Câmara de Caxias do Sul regulamenta nova Verba de Gabinete Indenizatória para vereadores
Lei cria verba de até R$ 4,8 mil por mês para cada gabinete
Dois documentos oficiais recentemente publicados pela Câmara Municipal de Caxias do Sul detalham a criação e a regulamentação da chamada Verba de Gabinete Indenizatória, recurso mensal destinado ao ressarcimento de despesas relacionadas ao exercício do mandato parlamentar.
Os textos tratam, respectivamente, da instituição legal da verba e da forma como ela poderá ser utilizada e fiscalizada pelos vereadores.
Lei cria verba de até R$ 4,8 mil por mês para cada gabinete
A Lei nº 9.412, de 15 de janeiro de 2026, sancionada pelo Executivo municipal, institui oficialmente a Verba de Gabinete Indenizatória no âmbito do Legislativo caxiense. O valor máximo estabelecido é de até R$ 4.800,00 mensais por vereador, exclusivamente para ressarcimento de despesas ligadas à atividade parlamentar .
De acordo com a lei, o recurso pode ser utilizado para despesas como:
- locação de imóveis para escritórios de apoio;
- aluguel de equipamentos e bens móveis;
- aquisição de materiais de consumo;
- contratação de consultorias e assessorias especializadas, inclusive comunicação institucional;
- materiais gráficos, cópias e publicações;
- despesas com transporte e combustível, entre outras.
A legislação veda expressamente a compra de bens permanentes, como equipamentos com vida útil superior a dois anos, e determina que todas as despesas devem ser comprovadas documentalmente, sob pena de glosa ou devolução dos valores.

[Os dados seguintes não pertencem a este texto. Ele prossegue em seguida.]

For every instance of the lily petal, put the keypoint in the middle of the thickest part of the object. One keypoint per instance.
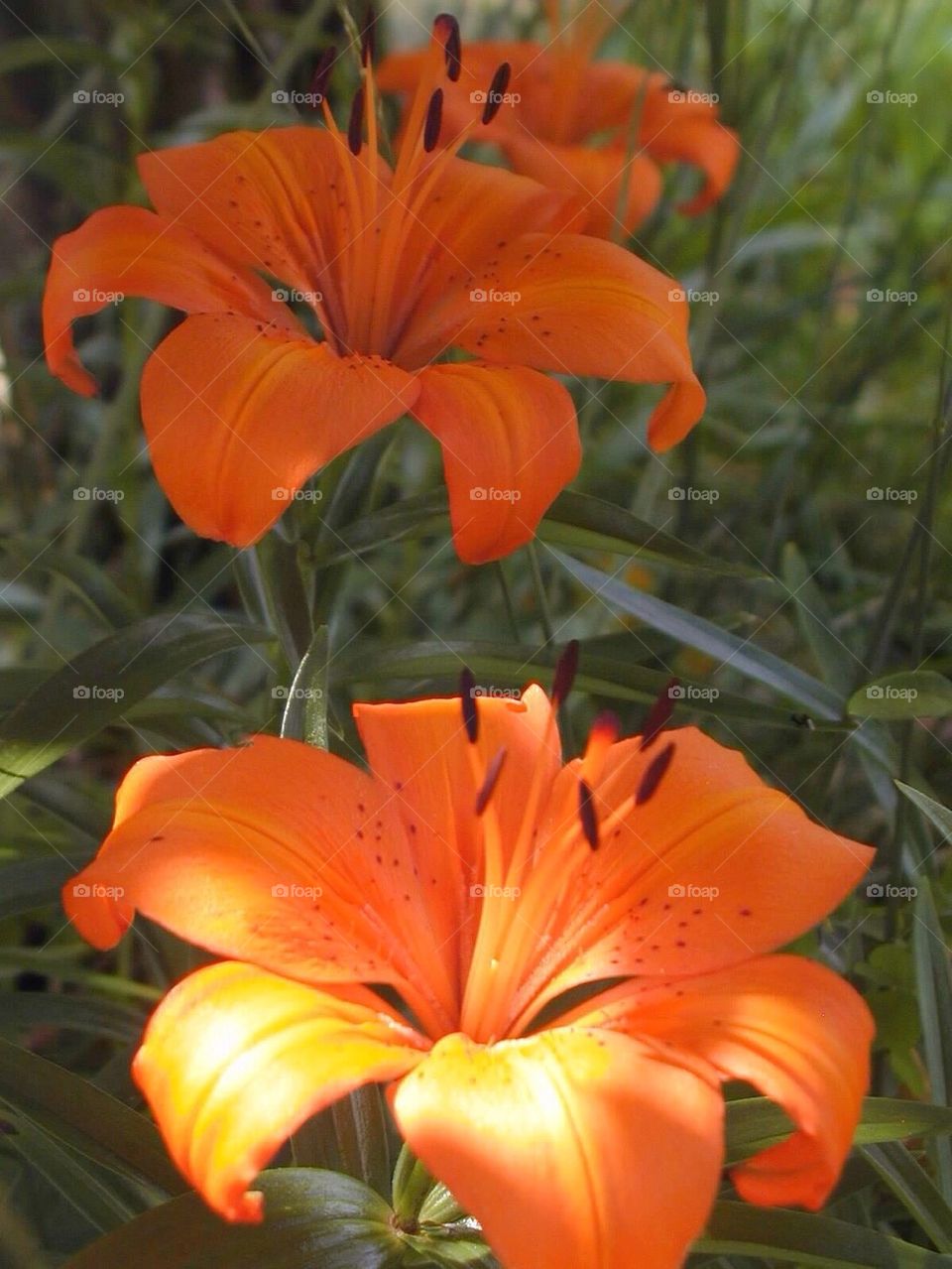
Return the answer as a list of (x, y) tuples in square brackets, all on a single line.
[(510, 444), (256, 853), (714, 868), (419, 750), (267, 199), (578, 305), (790, 1027), (126, 251), (595, 174), (238, 417), (573, 1147), (235, 1060)]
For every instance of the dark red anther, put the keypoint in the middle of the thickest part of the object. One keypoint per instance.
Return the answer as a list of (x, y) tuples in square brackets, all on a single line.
[(659, 714), (446, 28), (497, 90), (355, 124), (433, 121), (654, 774), (322, 72), (368, 36), (565, 670), (492, 776), (587, 817), (467, 696)]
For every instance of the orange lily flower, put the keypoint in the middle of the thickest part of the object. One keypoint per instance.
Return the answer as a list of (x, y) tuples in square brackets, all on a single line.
[(482, 879), (565, 119), (241, 404)]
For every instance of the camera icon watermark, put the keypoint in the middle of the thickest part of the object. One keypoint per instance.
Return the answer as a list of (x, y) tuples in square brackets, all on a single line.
[(293, 296), (94, 692), (288, 96), (94, 494), (81, 890), (282, 494), (892, 297), (94, 296), (481, 296), (891, 692), (688, 692), (292, 890), (690, 96), (495, 891), (888, 891), (876, 494), (481, 494), (92, 96), (483, 96), (880, 96), (691, 494)]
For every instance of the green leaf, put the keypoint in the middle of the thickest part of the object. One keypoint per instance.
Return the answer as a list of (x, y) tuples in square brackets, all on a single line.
[(85, 1117), (312, 1218), (909, 695), (914, 1190), (756, 1123), (96, 687), (684, 627), (85, 578), (80, 1184), (934, 811), (837, 661), (574, 521), (28, 883), (807, 1238), (934, 995)]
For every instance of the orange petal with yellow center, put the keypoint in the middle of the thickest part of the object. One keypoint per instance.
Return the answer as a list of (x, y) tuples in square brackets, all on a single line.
[(261, 853), (510, 444), (235, 1060), (238, 417), (578, 305), (714, 868), (131, 251), (618, 190), (573, 1147), (792, 1029)]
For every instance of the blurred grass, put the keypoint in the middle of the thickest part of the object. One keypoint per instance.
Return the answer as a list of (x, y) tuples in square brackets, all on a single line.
[(819, 394)]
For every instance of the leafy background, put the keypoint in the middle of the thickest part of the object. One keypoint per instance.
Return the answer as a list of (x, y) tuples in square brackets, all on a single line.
[(777, 587)]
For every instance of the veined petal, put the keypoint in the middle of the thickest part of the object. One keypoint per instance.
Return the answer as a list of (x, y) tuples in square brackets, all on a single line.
[(714, 868), (258, 853), (238, 417), (595, 174), (573, 1147), (463, 219), (235, 1060), (790, 1027), (510, 444), (269, 199), (126, 251), (578, 305), (419, 750)]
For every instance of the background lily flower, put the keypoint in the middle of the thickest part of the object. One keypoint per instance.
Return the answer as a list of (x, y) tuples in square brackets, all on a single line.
[(481, 879), (241, 404), (564, 118)]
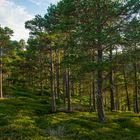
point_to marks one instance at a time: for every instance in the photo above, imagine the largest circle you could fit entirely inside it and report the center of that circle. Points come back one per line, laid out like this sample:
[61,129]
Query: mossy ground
[28,117]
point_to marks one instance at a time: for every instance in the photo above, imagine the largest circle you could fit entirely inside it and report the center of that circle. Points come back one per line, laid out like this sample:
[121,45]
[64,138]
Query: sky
[14,13]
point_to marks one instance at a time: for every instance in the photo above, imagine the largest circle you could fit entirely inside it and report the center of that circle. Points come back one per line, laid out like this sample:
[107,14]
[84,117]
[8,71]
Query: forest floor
[25,116]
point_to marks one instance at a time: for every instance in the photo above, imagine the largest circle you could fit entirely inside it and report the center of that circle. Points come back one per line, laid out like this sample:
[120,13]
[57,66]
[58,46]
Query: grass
[28,117]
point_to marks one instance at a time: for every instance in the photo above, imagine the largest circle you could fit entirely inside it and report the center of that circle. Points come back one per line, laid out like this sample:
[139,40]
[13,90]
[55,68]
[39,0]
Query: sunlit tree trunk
[52,82]
[1,76]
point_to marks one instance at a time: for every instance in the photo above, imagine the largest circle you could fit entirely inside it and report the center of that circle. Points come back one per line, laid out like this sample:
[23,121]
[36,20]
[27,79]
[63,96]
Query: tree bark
[126,90]
[52,82]
[1,76]
[112,105]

Resolução de Mesa detalha regras, controles e vedações
Já a Resolução de Mesa nº 1.649/A, de 12 de fevereiro de 2026, aprovada pela Mesa Diretora da Câmara, regulamenta de forma detalhada como a verba deve ser utilizada e como ocorrerá a prestação de contas .
O texto estabelece critérios objetivos para:
- apresentação de contratos e notas fiscais;
- comprovação da execução dos serviços;
- limites e finalidades de cada tipo de despesa;
- prazos para solicitação de ressarcimento.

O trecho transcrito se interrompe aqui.